One of the 2-week wait (2WW) criteria for suspected lower gastrointestinal cancer states that patients should be referred who have iron deficiency anaemia (IDA) without obvious cause [Haemoglobin (Hb) <11 g/dl men, <10 g/dl postmenopausal women].

AIM

Our aim was to find the proportion of patients referred as a 2WW not meeting the criteria, and the cost accrued by unnecessary referral.

METHOD

Patients referred over 1 year were identified using the hospitals cancer database.

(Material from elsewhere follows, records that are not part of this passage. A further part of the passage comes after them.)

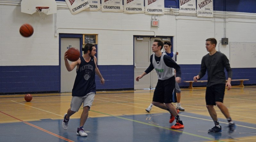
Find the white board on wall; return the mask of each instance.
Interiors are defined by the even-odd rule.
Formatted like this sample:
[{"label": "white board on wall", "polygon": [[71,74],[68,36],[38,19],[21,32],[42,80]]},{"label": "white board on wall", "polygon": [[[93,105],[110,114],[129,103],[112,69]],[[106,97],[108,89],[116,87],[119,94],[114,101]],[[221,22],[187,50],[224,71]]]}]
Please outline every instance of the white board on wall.
[{"label": "white board on wall", "polygon": [[256,43],[230,42],[229,46],[231,68],[256,67]]}]

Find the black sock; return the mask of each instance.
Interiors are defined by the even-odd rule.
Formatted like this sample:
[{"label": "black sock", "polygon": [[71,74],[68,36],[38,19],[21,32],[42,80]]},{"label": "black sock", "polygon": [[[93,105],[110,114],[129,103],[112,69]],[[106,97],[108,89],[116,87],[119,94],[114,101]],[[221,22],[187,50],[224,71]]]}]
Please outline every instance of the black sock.
[{"label": "black sock", "polygon": [[214,121],[214,124],[215,124],[215,125],[216,127],[218,127],[220,128],[220,126],[219,125],[219,121],[218,120]]},{"label": "black sock", "polygon": [[64,118],[64,121],[66,121],[66,122],[69,122],[69,119],[67,119],[66,118],[66,117]]},{"label": "black sock", "polygon": [[177,116],[175,117],[175,120],[176,120],[176,121],[179,121],[180,120],[180,119],[179,118],[179,115],[177,115]]}]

Haematology, haematinics, coeliac serology and cancer status were recorded for each patient.

RESULTS

A total of 204 patients were referred. In total, only 22/204 patients (10.8%) met all the necessary criteria for diagnosis and investigation of IDA prior to referral. As only 43/204 (21.1%) had been assessed for coeliac serology, this accounted for the majority of incomplete referrals. Excluding coeliac serology, only 127 (62.3%) met 2WW criteria for IDA. Of the remaining 77 patients, 57 (74%) patients did not meet the 2WW criteria on Hb alone and 35/77 were referred with no evidence of IDA. 12/127 (9.4%) patients were diagnosed with colorectal cancer. No cancers were detected in patients without BSG evidence of IDA, although one patient did not meet the criteria on Hb level alone.

CONCLUSION

Although iron deficiency is a good marker for gastrointestinal cancer, it is evident that 2WW referral guidelines are not being followed. 89.2% of referrals are inappropriate according to guidelines. This not only has considerable workload and financial implications but could be potentially detrimental to patient health.

摘要

目的

疑似下消化道癌症的两周等待期(2WW)标准之一规定,对于患有缺铁性贫血(IDA)且无明显病因(男性血红蛋白(Hb)<11 g/dl,绝经后女性<10 g/dl)的患者应进行转诊。

目的

我们的目的是找出被转诊为两周等待期但不符合标准的患者比例,以及不必要转诊所产生的费用。

方法

使用医院癌症数据库识别在1年期间被转诊的患者。记录每位患者的血液学、造血因子、乳糜泻血清学和癌症状态。

结果

总共转诊了204名患者。在转诊前,总共只有22/204名患者(10.8%)符合IDA诊断和检查的所有必要标准。由于只有43/204名患者(21.1%)接受了乳糜泻血清学评估,这占了不完全转诊的大部分。排除乳糜泻血清学因素后,只有127名患者(62.3%)符合IDA的两周等待期标准。在其余77名患者中,57名患者(74%)仅血红蛋白水平就不符合两周等待期标准,35/77名患者被转诊但无IDA证据。12/127名患者(9.4%)被诊断为结直肠癌。在没有IDA的BSG证据的患者中未检测到癌症,尽管有一名患者仅血红蛋白水平不符合标准。

结论

虽然缺铁是胃肠道癌症的一个良好标志物,但很明显两周等待期转诊指南未得到遵循。根据指南,89.2%的转诊是不适当的。这不仅带来了相当大的工作量和财务影响,而且可能对患者健康有害。